As college approached and Shams decided to follow in her father and brother's footsteps and attend Murray State, she wanted to continue to cheer at a collegiate level.

She tried out to be a Racer cheerleader as a freshman and made the squad as an alternate. Then, in the spring semester of her freshman year, Shams joined the varsity squad.

In 1995, Shams and her fellow Racers qualified for Nationals for the first time in Murray State history. With a trip to Tallahassee, Fla., to cheer on the men's basketball team in the NCAA Tournament also scheduled, the spring of '95 was shaping up to be a season to remember for the cheerleaders, that is until the fateful night on Interstate 24.

The squad was returning from the Nashville airport after the basketball game when their van had a blowout and flipped, killing one of Shams' fellow squad members.

Needless to say, the Racers did not compete at Nationals in 1995 and it wasn't until the next year that Shams became a part of the first Racer squad to ever compete on a national stage.

"We had been trying every year, getting closer and closer and the previous year we had qualified and weren't able to go because of the accident," Shams said.

"Finally getting the chance to go, it just kind of symbolized us overcoming that obstacle as well, not just finally making the nationals, but also overcoming the emotional and physical trauma of being in that accident."

After graduating with a bachelor of science degree in exercise science, Shams moved to California to focus on her career as a personal trainer and decided not to pursue cheerleading professionally.

"I put cheerleading on the back burner," Shams said. "I think that was a good choice, but I realized later that I missed that and I felt like there was something missing. I met my husband here and I wanted him to see that side of me. He respected what I did (in college and high school), but he didn't really know what it was about."

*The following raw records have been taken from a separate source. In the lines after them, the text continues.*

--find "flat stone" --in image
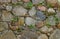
[36,11,46,20]
[21,31,38,39]
[0,22,8,32]
[12,6,27,16]
[2,11,13,21]
[25,17,36,25]
[38,34,48,39]
[32,0,44,4]
[49,29,60,39]
[29,7,36,16]
[0,30,16,39]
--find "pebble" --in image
[29,7,36,16]
[12,6,27,16]
[25,17,36,25]
[36,11,46,20]
[37,6,46,11]
[40,26,48,33]
[48,8,55,13]
[38,34,48,39]
[49,29,60,39]
[6,5,12,11]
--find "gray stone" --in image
[6,5,12,11]
[0,22,8,32]
[49,29,60,39]
[12,0,17,4]
[29,7,36,16]
[25,17,36,25]
[46,16,56,25]
[36,11,46,20]
[32,0,44,4]
[21,31,38,39]
[40,26,48,33]
[38,34,48,39]
[55,11,60,22]
[0,30,17,39]
[0,0,11,3]
[12,6,27,16]
[2,11,13,21]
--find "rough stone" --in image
[40,26,48,33]
[12,6,27,16]
[0,30,16,39]
[36,11,46,20]
[2,11,13,21]
[0,0,11,3]
[38,34,48,39]
[29,7,36,16]
[32,0,44,4]
[21,31,38,39]
[25,17,36,25]
[49,29,60,39]
[0,22,8,32]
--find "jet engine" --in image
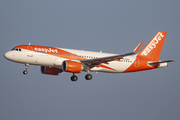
[41,66,62,75]
[62,60,83,73]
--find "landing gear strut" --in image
[23,64,29,75]
[71,73,78,81]
[85,74,92,80]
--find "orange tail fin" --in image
[138,31,166,60]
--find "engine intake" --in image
[62,60,83,73]
[41,66,62,75]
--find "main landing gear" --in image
[71,73,92,81]
[23,64,29,75]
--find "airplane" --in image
[4,31,174,81]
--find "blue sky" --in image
[0,0,180,120]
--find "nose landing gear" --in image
[23,64,29,75]
[71,73,78,81]
[85,74,92,80]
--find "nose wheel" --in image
[23,64,29,75]
[71,73,78,81]
[85,74,92,80]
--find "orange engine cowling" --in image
[62,60,83,73]
[41,66,62,75]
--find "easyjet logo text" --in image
[34,48,58,53]
[141,32,164,56]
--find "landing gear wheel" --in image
[71,75,78,81]
[85,74,92,80]
[23,70,28,75]
[23,64,29,75]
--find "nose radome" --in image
[4,52,12,60]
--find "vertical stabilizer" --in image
[138,31,166,60]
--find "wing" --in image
[81,42,142,70]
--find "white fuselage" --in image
[5,48,136,73]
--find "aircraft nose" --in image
[4,52,12,60]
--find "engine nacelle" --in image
[158,62,168,68]
[41,66,62,75]
[62,60,83,73]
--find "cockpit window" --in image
[11,48,21,51]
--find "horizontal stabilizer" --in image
[133,42,143,53]
[148,60,175,66]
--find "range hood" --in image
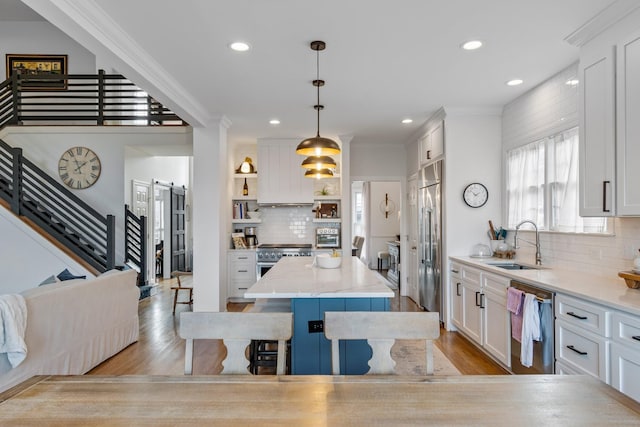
[258,202,313,208]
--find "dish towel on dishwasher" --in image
[507,288,524,342]
[520,293,540,368]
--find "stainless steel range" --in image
[256,243,312,279]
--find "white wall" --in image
[443,108,502,255]
[350,143,407,179]
[0,206,93,295]
[365,181,402,268]
[0,21,96,80]
[0,126,191,263]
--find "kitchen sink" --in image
[488,262,540,270]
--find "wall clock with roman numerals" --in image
[58,147,102,190]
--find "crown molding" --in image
[23,0,215,126]
[564,0,640,47]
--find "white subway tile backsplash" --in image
[507,218,640,277]
[248,206,339,244]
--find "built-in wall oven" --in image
[511,280,555,374]
[256,243,311,280]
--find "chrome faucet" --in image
[513,219,542,265]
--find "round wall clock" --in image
[58,147,102,190]
[462,182,489,208]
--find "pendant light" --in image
[301,156,337,169]
[296,40,340,158]
[304,169,333,179]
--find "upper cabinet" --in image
[258,140,313,204]
[579,47,615,216]
[419,120,444,166]
[616,31,640,216]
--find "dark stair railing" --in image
[0,140,115,272]
[0,70,187,128]
[124,205,148,285]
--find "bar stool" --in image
[378,251,389,271]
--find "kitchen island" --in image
[244,257,394,375]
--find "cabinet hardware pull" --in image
[567,345,587,356]
[567,311,587,320]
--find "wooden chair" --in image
[171,271,193,314]
[179,311,293,375]
[324,311,440,375]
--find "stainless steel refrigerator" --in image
[418,161,443,322]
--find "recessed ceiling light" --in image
[229,42,249,52]
[460,40,482,50]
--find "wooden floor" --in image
[89,279,507,375]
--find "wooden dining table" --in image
[0,375,640,426]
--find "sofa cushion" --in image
[58,268,87,282]
[38,274,59,286]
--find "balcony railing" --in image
[0,70,187,128]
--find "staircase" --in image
[0,70,182,286]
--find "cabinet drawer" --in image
[460,267,480,286]
[556,320,609,383]
[482,273,511,299]
[611,312,640,353]
[556,295,611,337]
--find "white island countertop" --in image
[244,257,394,298]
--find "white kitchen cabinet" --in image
[449,262,462,328]
[418,120,444,166]
[611,312,640,401]
[579,47,616,217]
[460,266,482,345]
[616,32,640,216]
[227,250,257,300]
[450,264,511,367]
[482,273,511,367]
[258,140,313,204]
[555,294,611,384]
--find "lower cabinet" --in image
[450,263,511,367]
[227,249,257,300]
[610,313,640,402]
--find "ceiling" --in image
[7,0,613,145]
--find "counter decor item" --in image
[618,271,640,289]
[316,251,342,268]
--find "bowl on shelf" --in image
[316,254,342,268]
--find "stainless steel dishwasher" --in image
[511,280,555,374]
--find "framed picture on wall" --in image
[6,53,67,90]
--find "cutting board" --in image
[618,271,640,289]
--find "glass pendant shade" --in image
[304,169,333,179]
[236,157,256,173]
[302,156,336,169]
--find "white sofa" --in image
[0,270,140,392]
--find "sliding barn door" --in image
[171,187,187,271]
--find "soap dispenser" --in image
[633,249,640,274]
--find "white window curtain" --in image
[507,140,545,228]
[507,127,607,233]
[360,182,371,265]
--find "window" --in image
[506,127,607,233]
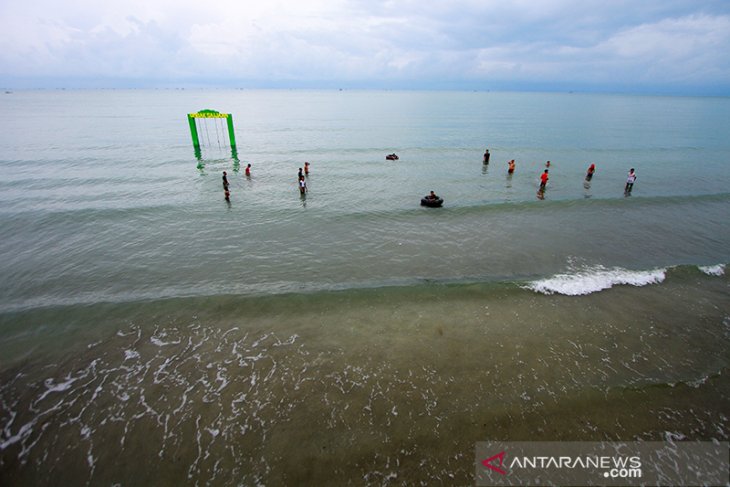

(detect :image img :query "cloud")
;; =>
[0,0,730,90]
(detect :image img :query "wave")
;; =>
[523,264,725,296]
[698,264,725,276]
[525,265,667,296]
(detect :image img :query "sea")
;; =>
[0,89,730,486]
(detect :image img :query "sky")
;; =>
[0,0,730,96]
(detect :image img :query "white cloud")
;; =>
[0,0,730,89]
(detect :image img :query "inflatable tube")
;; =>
[421,198,444,208]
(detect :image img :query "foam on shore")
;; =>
[525,265,667,296]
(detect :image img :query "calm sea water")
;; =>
[0,90,730,485]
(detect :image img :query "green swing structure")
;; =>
[188,110,238,165]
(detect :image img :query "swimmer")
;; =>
[624,167,636,194]
[586,164,596,181]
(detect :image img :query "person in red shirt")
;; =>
[540,169,549,191]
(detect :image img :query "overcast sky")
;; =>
[0,0,730,95]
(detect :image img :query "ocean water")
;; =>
[0,90,730,485]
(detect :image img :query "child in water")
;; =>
[586,164,596,181]
[624,167,636,194]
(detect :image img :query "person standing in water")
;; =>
[539,169,550,191]
[624,167,636,194]
[586,164,596,181]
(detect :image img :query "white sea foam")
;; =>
[526,265,667,296]
[698,264,725,276]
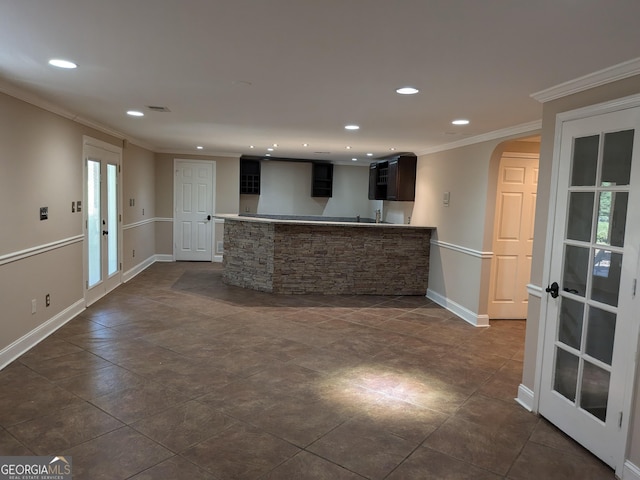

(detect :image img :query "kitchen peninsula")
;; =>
[217,215,433,295]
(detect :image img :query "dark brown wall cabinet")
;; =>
[311,163,333,197]
[369,155,417,202]
[369,162,389,200]
[240,158,260,195]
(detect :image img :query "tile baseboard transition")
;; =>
[427,289,489,327]
[0,298,85,370]
[622,460,640,480]
[122,254,175,283]
[515,384,533,412]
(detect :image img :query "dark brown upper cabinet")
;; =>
[369,162,389,200]
[369,155,417,202]
[311,162,333,197]
[240,158,260,195]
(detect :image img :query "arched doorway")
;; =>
[487,137,540,320]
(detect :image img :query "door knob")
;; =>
[545,282,560,298]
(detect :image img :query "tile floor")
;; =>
[0,263,614,480]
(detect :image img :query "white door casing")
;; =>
[488,152,539,319]
[173,159,215,262]
[81,137,122,305]
[536,100,640,475]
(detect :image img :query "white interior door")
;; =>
[173,160,215,262]
[539,107,640,473]
[488,153,539,319]
[84,140,122,305]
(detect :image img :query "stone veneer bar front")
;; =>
[220,215,432,295]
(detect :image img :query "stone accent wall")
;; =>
[223,219,431,295]
[222,220,275,292]
[273,224,431,295]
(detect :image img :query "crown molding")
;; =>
[154,148,242,158]
[531,57,640,103]
[416,120,542,157]
[0,78,156,152]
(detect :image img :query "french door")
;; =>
[84,139,122,305]
[539,102,640,469]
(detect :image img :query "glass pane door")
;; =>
[87,160,102,288]
[84,144,122,305]
[552,130,634,423]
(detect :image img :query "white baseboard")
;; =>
[122,255,157,283]
[0,299,85,370]
[622,460,640,480]
[515,384,536,410]
[427,289,489,327]
[122,255,173,283]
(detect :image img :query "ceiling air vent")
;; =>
[147,105,171,112]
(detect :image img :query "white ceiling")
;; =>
[0,0,640,164]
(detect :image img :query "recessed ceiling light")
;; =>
[49,58,78,69]
[396,87,420,95]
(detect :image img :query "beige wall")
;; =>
[122,143,157,272]
[240,161,381,218]
[0,94,122,356]
[411,135,539,323]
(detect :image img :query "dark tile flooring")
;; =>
[0,263,614,480]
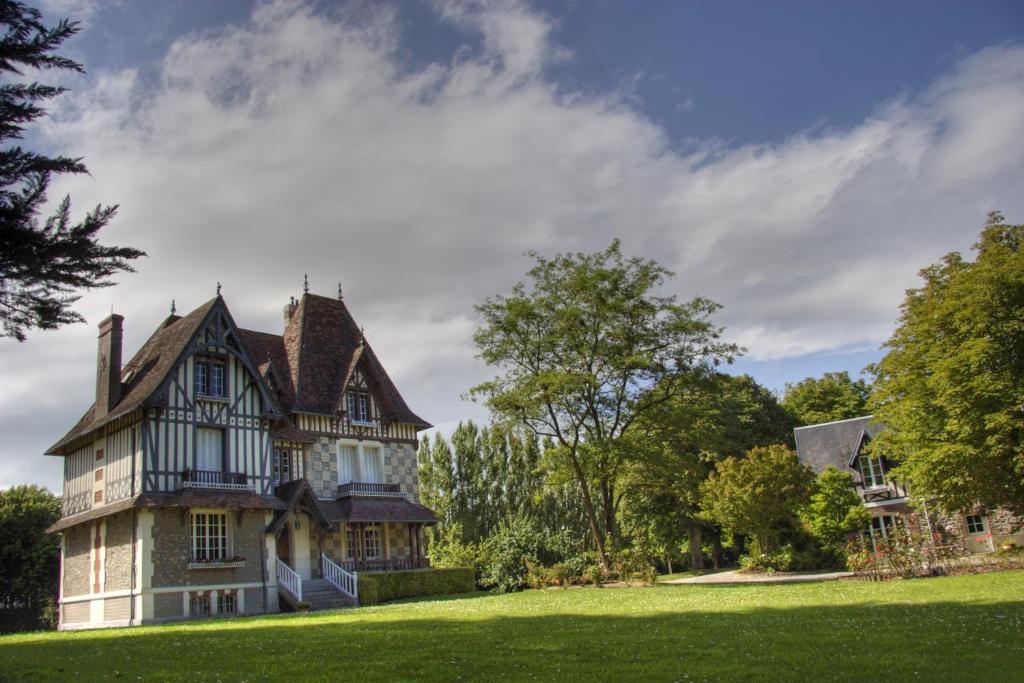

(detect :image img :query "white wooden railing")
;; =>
[321,553,359,600]
[278,559,302,602]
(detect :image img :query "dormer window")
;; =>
[196,357,227,398]
[347,391,371,422]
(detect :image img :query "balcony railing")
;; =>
[338,481,406,498]
[181,468,254,490]
[334,557,430,571]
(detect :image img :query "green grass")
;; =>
[0,571,1024,682]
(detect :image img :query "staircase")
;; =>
[302,579,356,611]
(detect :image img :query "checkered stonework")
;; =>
[384,443,420,501]
[306,436,338,498]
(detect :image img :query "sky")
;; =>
[0,0,1024,490]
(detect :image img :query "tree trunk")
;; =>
[690,524,703,570]
[711,533,722,569]
[569,452,611,571]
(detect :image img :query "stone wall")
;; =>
[103,512,132,593]
[384,443,420,503]
[153,593,184,618]
[305,436,338,499]
[103,596,131,622]
[153,509,264,599]
[61,601,90,624]
[305,436,420,502]
[62,524,92,598]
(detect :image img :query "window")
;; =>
[188,594,210,616]
[191,512,227,562]
[345,524,383,560]
[362,524,381,560]
[345,391,373,422]
[861,515,902,551]
[965,515,985,533]
[217,593,236,614]
[338,443,356,483]
[858,454,886,488]
[196,358,227,397]
[360,445,384,483]
[273,449,292,483]
[196,427,224,472]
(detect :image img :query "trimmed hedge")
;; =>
[359,567,476,605]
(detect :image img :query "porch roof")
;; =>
[46,488,286,533]
[317,496,437,524]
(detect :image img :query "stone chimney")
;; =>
[94,314,125,420]
[285,297,299,328]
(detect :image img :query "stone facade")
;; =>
[62,524,92,598]
[103,512,132,593]
[305,436,338,499]
[384,443,420,503]
[153,509,265,588]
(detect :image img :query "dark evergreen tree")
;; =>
[0,0,143,341]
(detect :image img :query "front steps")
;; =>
[279,579,357,611]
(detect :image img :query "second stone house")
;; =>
[48,286,436,629]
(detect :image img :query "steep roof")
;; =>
[47,293,431,455]
[274,294,431,427]
[46,296,220,455]
[793,415,885,473]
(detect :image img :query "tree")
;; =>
[782,372,870,426]
[0,0,144,341]
[626,373,794,569]
[804,466,871,553]
[470,240,739,568]
[870,212,1024,513]
[700,444,814,553]
[0,485,60,631]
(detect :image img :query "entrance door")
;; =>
[964,515,995,553]
[278,524,292,566]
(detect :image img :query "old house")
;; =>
[48,292,435,629]
[794,416,1024,553]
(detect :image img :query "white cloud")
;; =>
[0,2,1024,485]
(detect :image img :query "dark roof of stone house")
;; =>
[46,488,287,533]
[47,294,432,455]
[317,496,437,524]
[47,297,220,455]
[794,415,885,473]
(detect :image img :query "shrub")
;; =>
[739,545,795,572]
[359,567,476,605]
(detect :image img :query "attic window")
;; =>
[196,357,227,398]
[346,391,372,422]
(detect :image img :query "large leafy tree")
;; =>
[782,372,870,426]
[870,212,1024,512]
[0,485,60,631]
[700,443,814,553]
[624,373,794,568]
[0,0,143,341]
[471,240,739,566]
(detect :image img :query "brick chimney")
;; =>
[285,297,299,328]
[93,314,125,420]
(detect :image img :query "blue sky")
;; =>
[6,0,1024,485]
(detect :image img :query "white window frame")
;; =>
[188,508,233,562]
[335,438,387,485]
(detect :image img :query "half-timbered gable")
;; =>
[48,293,435,629]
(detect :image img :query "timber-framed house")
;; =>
[47,293,435,630]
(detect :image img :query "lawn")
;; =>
[0,571,1024,681]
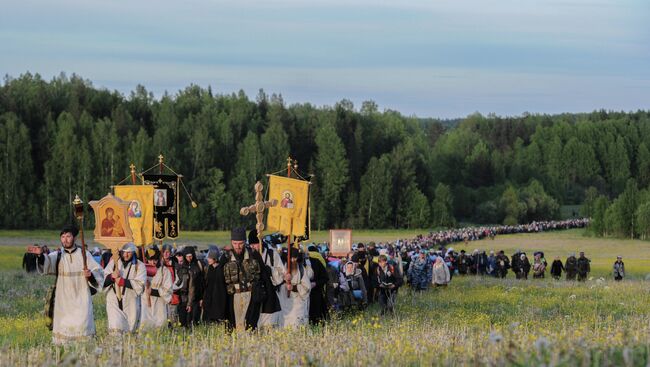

So Shams decided to give professional cheerleading a shot. She worked one season with the San Jose Stealth of the National Lacrosse League and then decided to shoot for the stars, trying out with the Oakland Raiders.

She joined more than 500 other women in trying out to be a representative of one of the most well-recognized pro sports franchises in America - and didn't make it.

Instead of giving up, she decided to try a second time. But again, Shams wasn't accepted as a Raiderette.

Never one to quit, Shams went back for a third try in the spring of 2006. And this time, she made it.

"On that third audition, I was thinking 'What if this never happens?' and I just couldn't imagine it not happening," she said. "… I guess that's the story of my life; keep trying and trying and you'll eventually get there."

Shams cheered on the sidelines of McAfee Coliseum as a Raiderette last football season and after recently trying out and making the squad for a second season, Shams is ready for fall and the chance to cheer again.

"Trying out for my second year was even more nervewracking than last year as a rookie," she said. "You have relationships with people and you don't want to give that up. There's no special consideration really given to the veterans. Every year there's people that don't make it back. You're really just holding on to what you love."

Cheering on the sidelines isn't all the Raiderettes do. Shams attends several charitable and fundraising events, as well as corporate sponsor events each year. Raiderettes are also expected to be positive role models to the community, as well as skilled performers.

And anyone looking for a role model of perseverance, patience and overcoming obstacles need look no farther than Shams.